Current WILL NOT flow through the open collector when the voltage at the MINUS input is lower than the voltage at the PLUS input.

Fig. 4 uses a LM311 comparator specifically designed to be ONLY a comparator - all the external parts in Fig. 3 minus the LED circuit, pot, Zener. Its feedback and input resistors are internal. It operates identical to the LM358 circuit.

The external 4.7K resistor is used for interfacing to digital logic by producing a HIGH or 12-volts out when the LM311 is turned off. This is how digital circuits "communicate" with resistive sensors. Setting Vref to a known point and checking the output tell us when Vin is greater than Vref.

LM339 comparator over voltage alarm using opto-coupler to sound horn.
Fig. 4 LM339 comparator over voltage alarm
using opto-coupler to sound horn - click picture for full size.

In Fig. 5 we are using a one of four LM339 quad comparators to sound a horn if Vin goes too high due to Vcc going over 12-volts. The LM339 is equal to 4 LM311s in a single package with common power and GRD connections for all 4 comparators. See Fig. 1 above.

This circuit is useful in say an automobile charging system regulator that fails dumping excessive voltage into system ruining the battery and electronics. Here I used a 4N25 opto-coupler to drive a low power buzzer or horn - the current capacity of the comparator output is low while the opto-coupler is much higher.

See LM339 spec sheet.

LM339 comparator driving relay with external PNP transistor
Fig. 5 LM339 comparator driving relay with
external PNP transistor - click picture for full size.

In Fig. 6 we use an external PNP bipolar transistor to drive a relay. When the open collector output of the comparator is turned on current flows through the 1K resistor and the base-emitter junction turning on the transistor completing the circuit for relay K1 and the LED on indicator.

LM339 comparator uses CdS photocell to control night light.
Fig. 6 LM339 comparator uses CdS photocell
to control night light - click picture for full size.

Now we use a LM339 to construct a "night light". The Zener diode has been replaced by a CdS photocell that decreases in resistance in proportion to increasing light levels.
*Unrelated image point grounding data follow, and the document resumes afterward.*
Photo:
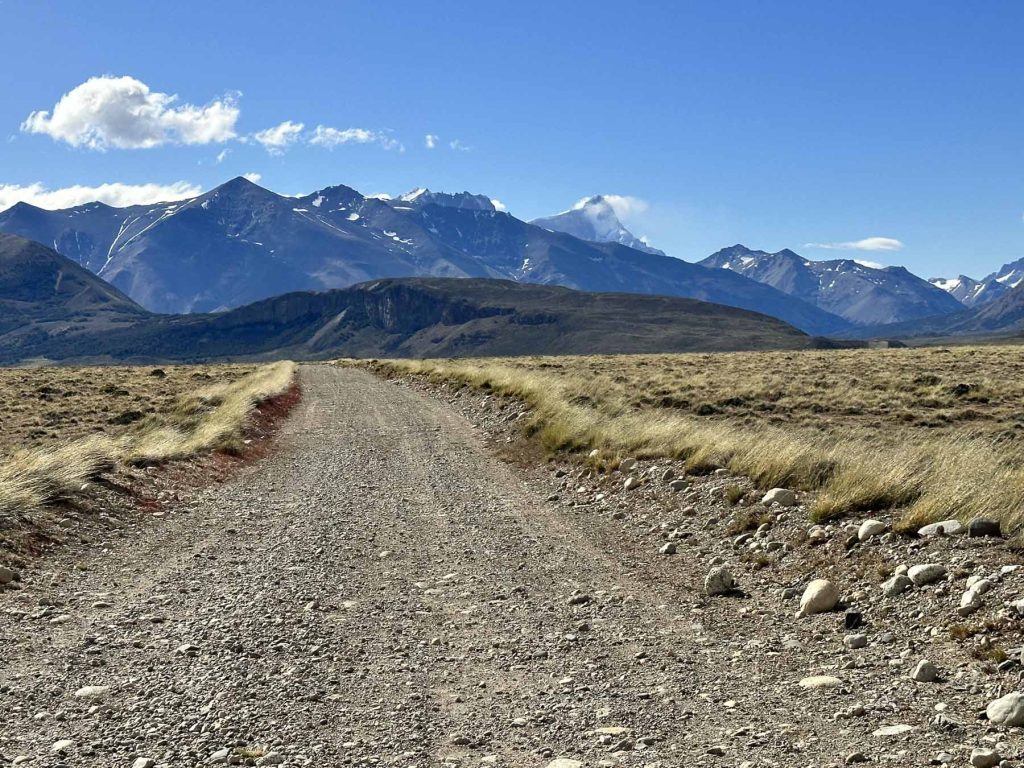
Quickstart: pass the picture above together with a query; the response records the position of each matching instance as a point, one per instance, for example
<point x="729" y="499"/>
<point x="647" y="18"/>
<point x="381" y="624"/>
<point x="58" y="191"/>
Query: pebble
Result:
<point x="1008" y="710"/>
<point x="982" y="758"/>
<point x="719" y="581"/>
<point x="943" y="527"/>
<point x="819" y="597"/>
<point x="781" y="497"/>
<point x="870" y="528"/>
<point x="925" y="672"/>
<point x="926" y="573"/>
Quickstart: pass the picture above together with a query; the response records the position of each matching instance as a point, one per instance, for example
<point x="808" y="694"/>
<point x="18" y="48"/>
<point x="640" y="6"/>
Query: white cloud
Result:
<point x="330" y="137"/>
<point x="867" y="244"/>
<point x="624" y="206"/>
<point x="280" y="137"/>
<point x="123" y="113"/>
<point x="115" y="194"/>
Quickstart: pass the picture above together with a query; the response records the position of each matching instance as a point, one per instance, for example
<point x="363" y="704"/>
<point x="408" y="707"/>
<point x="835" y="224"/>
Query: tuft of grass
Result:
<point x="209" y="419"/>
<point x="866" y="430"/>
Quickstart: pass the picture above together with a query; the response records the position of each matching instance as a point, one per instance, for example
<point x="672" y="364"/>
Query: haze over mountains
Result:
<point x="860" y="294"/>
<point x="56" y="310"/>
<point x="240" y="243"/>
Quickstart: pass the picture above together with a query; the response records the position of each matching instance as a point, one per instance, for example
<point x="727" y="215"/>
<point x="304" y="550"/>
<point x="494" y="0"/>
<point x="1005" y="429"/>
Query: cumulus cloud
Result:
<point x="123" y="113"/>
<point x="330" y="137"/>
<point x="867" y="244"/>
<point x="280" y="137"/>
<point x="115" y="194"/>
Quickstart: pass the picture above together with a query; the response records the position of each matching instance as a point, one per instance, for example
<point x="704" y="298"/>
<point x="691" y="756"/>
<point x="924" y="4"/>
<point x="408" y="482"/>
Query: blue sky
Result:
<point x="773" y="124"/>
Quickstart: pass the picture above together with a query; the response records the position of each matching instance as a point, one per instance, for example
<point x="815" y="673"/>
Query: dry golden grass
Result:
<point x="180" y="424"/>
<point x="934" y="432"/>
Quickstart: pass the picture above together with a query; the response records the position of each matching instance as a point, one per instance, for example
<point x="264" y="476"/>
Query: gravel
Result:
<point x="383" y="590"/>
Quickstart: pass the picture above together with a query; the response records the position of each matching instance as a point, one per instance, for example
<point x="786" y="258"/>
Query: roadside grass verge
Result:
<point x="213" y="418"/>
<point x="852" y="468"/>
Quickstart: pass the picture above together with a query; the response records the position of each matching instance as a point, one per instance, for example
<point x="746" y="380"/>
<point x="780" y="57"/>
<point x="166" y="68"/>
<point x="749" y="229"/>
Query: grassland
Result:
<point x="933" y="432"/>
<point x="61" y="426"/>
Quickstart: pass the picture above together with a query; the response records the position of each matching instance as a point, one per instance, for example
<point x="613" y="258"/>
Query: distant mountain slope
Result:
<point x="971" y="292"/>
<point x="857" y="293"/>
<point x="41" y="289"/>
<point x="595" y="219"/>
<point x="241" y="243"/>
<point x="424" y="317"/>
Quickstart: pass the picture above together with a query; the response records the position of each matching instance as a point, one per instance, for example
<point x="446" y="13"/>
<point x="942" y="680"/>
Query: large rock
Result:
<point x="925" y="672"/>
<point x="820" y="596"/>
<point x="781" y="497"/>
<point x="944" y="527"/>
<point x="719" y="581"/>
<point x="982" y="758"/>
<point x="983" y="526"/>
<point x="926" y="573"/>
<point x="1008" y="710"/>
<point x="870" y="528"/>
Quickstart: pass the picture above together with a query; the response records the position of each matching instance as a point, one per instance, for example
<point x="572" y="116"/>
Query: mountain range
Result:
<point x="858" y="293"/>
<point x="55" y="310"/>
<point x="971" y="292"/>
<point x="241" y="243"/>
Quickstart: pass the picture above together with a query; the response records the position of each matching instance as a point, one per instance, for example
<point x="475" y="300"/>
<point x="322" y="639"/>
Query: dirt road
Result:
<point x="381" y="590"/>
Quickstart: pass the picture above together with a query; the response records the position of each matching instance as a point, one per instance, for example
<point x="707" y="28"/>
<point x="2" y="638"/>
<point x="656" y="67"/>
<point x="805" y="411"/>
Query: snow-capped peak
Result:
<point x="595" y="218"/>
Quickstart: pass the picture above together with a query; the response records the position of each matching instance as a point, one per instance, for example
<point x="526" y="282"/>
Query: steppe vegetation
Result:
<point x="933" y="432"/>
<point x="61" y="426"/>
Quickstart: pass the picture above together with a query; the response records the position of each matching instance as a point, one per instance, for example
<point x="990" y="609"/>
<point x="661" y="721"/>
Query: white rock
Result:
<point x="820" y="681"/>
<point x="947" y="527"/>
<point x="781" y="497"/>
<point x="719" y="581"/>
<point x="925" y="672"/>
<point x="926" y="573"/>
<point x="892" y="730"/>
<point x="970" y="602"/>
<point x="1008" y="710"/>
<point x="870" y="528"/>
<point x="820" y="596"/>
<point x="896" y="586"/>
<point x="981" y="758"/>
<point x="93" y="692"/>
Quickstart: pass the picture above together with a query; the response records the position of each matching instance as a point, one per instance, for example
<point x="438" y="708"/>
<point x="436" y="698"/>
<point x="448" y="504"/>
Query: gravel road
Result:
<point x="381" y="590"/>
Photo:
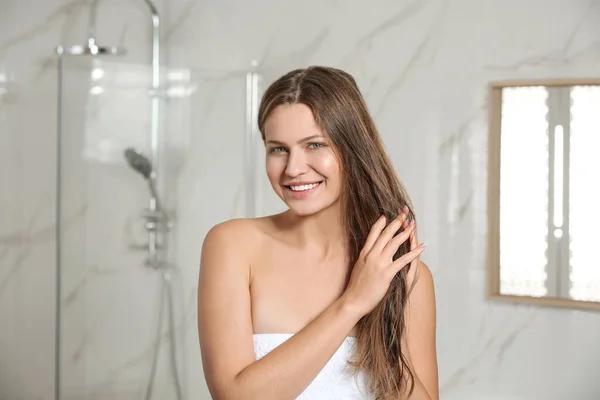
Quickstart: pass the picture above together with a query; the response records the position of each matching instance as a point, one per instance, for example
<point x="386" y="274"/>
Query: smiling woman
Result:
<point x="287" y="301"/>
<point x="299" y="166"/>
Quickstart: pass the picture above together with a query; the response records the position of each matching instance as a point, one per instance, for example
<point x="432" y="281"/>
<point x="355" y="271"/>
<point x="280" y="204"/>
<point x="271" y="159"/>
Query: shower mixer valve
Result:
<point x="157" y="222"/>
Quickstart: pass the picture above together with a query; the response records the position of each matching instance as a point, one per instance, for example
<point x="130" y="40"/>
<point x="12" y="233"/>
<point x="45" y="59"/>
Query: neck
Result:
<point x="321" y="233"/>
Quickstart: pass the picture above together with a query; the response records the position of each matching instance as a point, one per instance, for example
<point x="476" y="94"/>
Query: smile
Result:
<point x="303" y="188"/>
<point x="303" y="191"/>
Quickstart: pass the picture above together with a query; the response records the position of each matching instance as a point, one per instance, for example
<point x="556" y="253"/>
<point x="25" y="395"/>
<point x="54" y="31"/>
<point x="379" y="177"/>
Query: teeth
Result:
<point x="304" y="187"/>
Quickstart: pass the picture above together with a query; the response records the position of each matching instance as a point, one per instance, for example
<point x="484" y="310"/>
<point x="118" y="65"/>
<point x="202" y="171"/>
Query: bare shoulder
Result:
<point x="420" y="278"/>
<point x="421" y="328"/>
<point x="236" y="240"/>
<point x="238" y="235"/>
As the resistance of R2 decreases in daylight Vref is higher than Vin thus the comparator id off.

As light levels drop R2 increases resistance with Vref falling below Vin turning on a relay though an opto-coupler to turn on lights or whatever. The very same PNP circuit in Fig. 6 would also work. Use the 10K pot to set the trip-on point.

As a final note R1 and R2 can be reversed for the opposite effect. Say turn off a blower motor in a green house as the sun goes down. The photocell could be replaced by a thermistor for temperature.